# Jotul Combifire #4 Door Problem



## Caoimhin (Nov 24, 2008)

I'm hoping the #4 owners can help me out on this one: my door keeps popping open, especially when I've got a good (but not too hot) fire going.  The door locking "tooth" that hinges up into the slot in order to lock the door doesn't seem to go up enough.  Is there any way I can adjust this?

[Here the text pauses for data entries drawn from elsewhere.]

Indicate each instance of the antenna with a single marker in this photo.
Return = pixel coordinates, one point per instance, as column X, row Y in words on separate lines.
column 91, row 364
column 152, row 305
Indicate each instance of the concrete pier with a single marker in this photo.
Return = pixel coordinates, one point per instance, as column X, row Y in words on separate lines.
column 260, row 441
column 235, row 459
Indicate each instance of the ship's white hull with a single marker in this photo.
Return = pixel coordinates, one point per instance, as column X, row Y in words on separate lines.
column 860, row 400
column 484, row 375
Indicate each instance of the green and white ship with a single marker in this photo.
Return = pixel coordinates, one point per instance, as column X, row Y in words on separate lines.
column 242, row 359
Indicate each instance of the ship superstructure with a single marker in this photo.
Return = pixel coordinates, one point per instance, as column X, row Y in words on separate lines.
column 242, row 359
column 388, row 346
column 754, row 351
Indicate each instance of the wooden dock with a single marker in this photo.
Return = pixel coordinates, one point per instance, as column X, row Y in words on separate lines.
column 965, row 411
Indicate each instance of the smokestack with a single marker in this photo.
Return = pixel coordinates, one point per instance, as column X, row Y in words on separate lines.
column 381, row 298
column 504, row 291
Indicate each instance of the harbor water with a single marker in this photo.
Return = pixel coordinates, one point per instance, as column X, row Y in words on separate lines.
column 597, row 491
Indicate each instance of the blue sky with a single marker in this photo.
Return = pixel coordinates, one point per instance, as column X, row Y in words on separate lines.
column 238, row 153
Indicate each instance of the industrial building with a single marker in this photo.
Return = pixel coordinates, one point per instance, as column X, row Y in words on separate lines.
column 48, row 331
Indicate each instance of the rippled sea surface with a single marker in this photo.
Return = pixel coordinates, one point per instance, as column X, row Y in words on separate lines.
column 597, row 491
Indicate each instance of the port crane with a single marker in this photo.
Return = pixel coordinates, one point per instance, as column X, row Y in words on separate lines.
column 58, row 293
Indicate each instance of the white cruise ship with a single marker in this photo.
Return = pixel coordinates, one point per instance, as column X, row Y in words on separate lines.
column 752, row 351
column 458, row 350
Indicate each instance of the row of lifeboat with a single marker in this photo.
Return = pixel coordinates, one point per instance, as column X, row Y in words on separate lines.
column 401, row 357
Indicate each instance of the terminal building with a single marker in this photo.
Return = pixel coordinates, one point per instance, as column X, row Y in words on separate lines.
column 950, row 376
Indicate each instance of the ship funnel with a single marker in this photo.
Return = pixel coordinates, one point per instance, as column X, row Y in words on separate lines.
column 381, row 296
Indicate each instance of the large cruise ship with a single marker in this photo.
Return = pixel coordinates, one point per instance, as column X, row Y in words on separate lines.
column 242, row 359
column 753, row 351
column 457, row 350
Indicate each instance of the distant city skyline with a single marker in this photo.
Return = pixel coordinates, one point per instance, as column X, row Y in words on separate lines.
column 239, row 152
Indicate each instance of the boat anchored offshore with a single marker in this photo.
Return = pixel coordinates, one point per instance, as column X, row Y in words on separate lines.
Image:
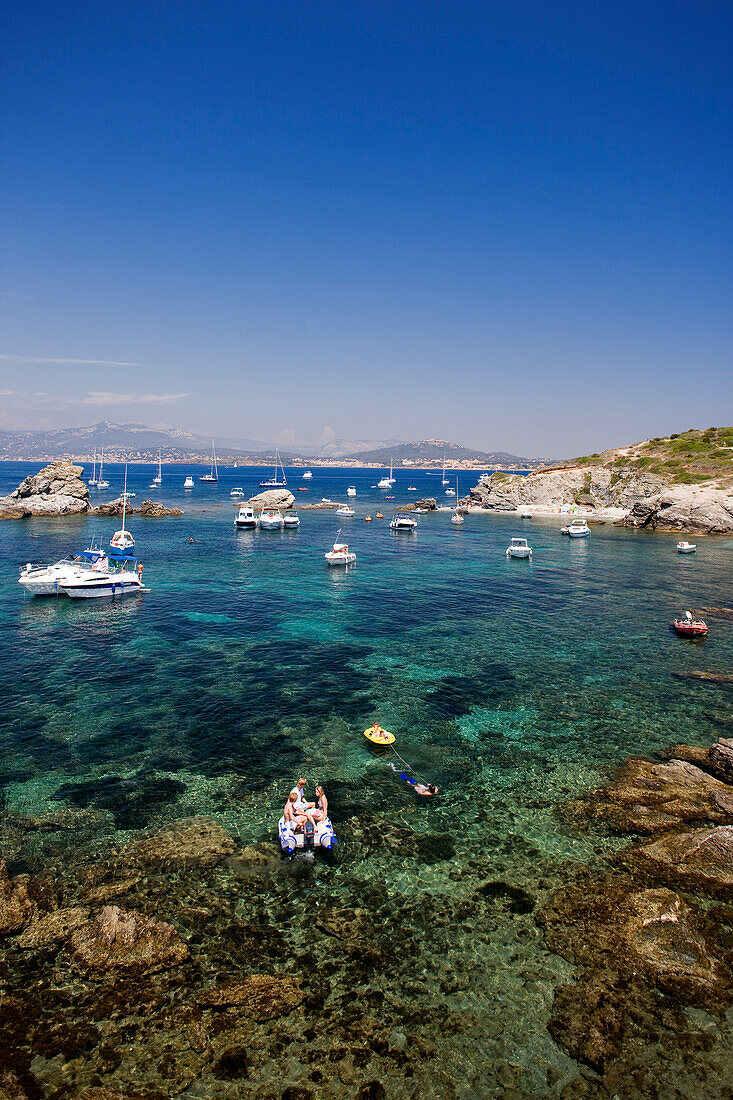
column 307, row 837
column 340, row 553
column 403, row 521
column 577, row 529
column 214, row 474
column 518, row 548
column 271, row 520
column 689, row 627
column 245, row 517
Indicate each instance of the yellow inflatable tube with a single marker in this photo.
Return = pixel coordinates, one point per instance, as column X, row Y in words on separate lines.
column 379, row 736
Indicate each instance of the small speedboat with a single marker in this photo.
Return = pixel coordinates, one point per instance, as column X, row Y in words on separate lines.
column 518, row 548
column 307, row 837
column 340, row 553
column 690, row 628
column 577, row 529
column 403, row 521
column 271, row 520
column 245, row 517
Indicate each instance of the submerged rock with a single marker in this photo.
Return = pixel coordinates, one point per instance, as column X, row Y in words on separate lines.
column 259, row 997
column 123, row 939
column 702, row 858
column 53, row 927
column 192, row 842
column 17, row 909
column 649, row 798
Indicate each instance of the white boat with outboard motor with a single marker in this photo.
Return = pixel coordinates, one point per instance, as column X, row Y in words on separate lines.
column 112, row 576
column 271, row 520
column 340, row 554
column 245, row 517
column 42, row 580
column 306, row 838
column 577, row 529
column 403, row 521
column 518, row 548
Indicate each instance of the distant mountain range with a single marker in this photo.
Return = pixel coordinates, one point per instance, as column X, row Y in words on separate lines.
column 431, row 451
column 135, row 442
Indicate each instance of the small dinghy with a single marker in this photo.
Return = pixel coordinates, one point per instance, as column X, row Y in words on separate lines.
column 689, row 627
column 307, row 837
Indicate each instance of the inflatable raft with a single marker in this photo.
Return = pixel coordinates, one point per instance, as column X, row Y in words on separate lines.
column 306, row 838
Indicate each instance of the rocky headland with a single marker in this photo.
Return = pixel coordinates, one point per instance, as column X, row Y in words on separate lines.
column 57, row 490
column 682, row 483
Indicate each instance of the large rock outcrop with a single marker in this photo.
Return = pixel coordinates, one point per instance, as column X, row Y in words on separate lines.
column 702, row 509
column 57, row 490
column 273, row 498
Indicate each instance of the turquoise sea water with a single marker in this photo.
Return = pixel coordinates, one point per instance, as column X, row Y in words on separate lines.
column 514, row 685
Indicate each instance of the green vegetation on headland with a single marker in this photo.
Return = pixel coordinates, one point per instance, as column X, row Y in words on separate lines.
column 681, row 459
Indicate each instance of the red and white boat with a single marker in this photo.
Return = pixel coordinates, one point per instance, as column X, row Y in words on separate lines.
column 689, row 627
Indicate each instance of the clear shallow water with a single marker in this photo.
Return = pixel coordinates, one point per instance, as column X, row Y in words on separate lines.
column 514, row 685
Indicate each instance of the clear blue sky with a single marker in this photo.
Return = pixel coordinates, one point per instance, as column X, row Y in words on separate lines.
column 503, row 223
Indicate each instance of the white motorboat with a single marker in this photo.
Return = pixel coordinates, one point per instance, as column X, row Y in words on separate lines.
column 245, row 517
column 157, row 480
column 214, row 473
column 340, row 553
column 518, row 548
column 403, row 521
column 122, row 541
column 107, row 578
column 577, row 529
column 274, row 482
column 100, row 481
column 40, row 580
column 271, row 520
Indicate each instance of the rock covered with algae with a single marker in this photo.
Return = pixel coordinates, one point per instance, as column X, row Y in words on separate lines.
column 123, row 939
column 260, row 997
column 192, row 842
column 17, row 909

A related question: what's the modern equivalent of a Combifire #4?  I'm looking for a big, inexpensive box that'll heat a big space in a big hurry...


----------



## jmac (Feb 5, 2012)

I have the same problem. On the jotul #4 the door latch doesn't travel far enough to engage the keeper. Took the latch apart- looks ok.The door appears to be in good order. The door "pops" open. Any ideas?


----------



## begreen (Feb 5, 2012)

A big Drolet or Englander 30NC will do the job without hurting the wallet badly.


----------



## Caoimhin (Feb 6, 2012)

I'm afraid my solution was a Napoleon 1900.  I had hoped the door sag was caused by a loose nut or something similar, but I think it might've been warped from 40 years of heating....  On a positive note, while I think the Napoleon is fairly ugly, the burn times are easily twice that of the old Jotul smoke dragon, and it'll keep coals alive for close to 24 hours; you can also literally place your hand on the side of the box even when it's in full rage...


----------



## begreen (Feb 6, 2012)

That'll work. Good job.


----------



## jmac (Feb 9, 2012)

I found that the gasket on the stove needed replacement. The old one was "petrified" and had been "doubled up" on the top edge of the door.
Replacing the gasket changed the door tolerances enough that the door latches securely. Now the 42 yr old monster is working again!
The door system on this stove is a complicated mechinism. I was surprised that this small difference had a great impact on the design of the door latch function.
no new stove in the immediate future.


----------



## begreen (Feb 10, 2012)

Good tip jmac!


----------



## saggys (Feb 25, 2012)

I can hardly wait to get my old combifire up and burning. They seem like well built stoves. What type of clearances are you allowing on your stove?


----------



## Jerry045 (Feb 28, 2012)

From the manufacturer at the time.


----------



## saggys (Feb 29, 2012)

Thanks much, I am going to archieve this.


----------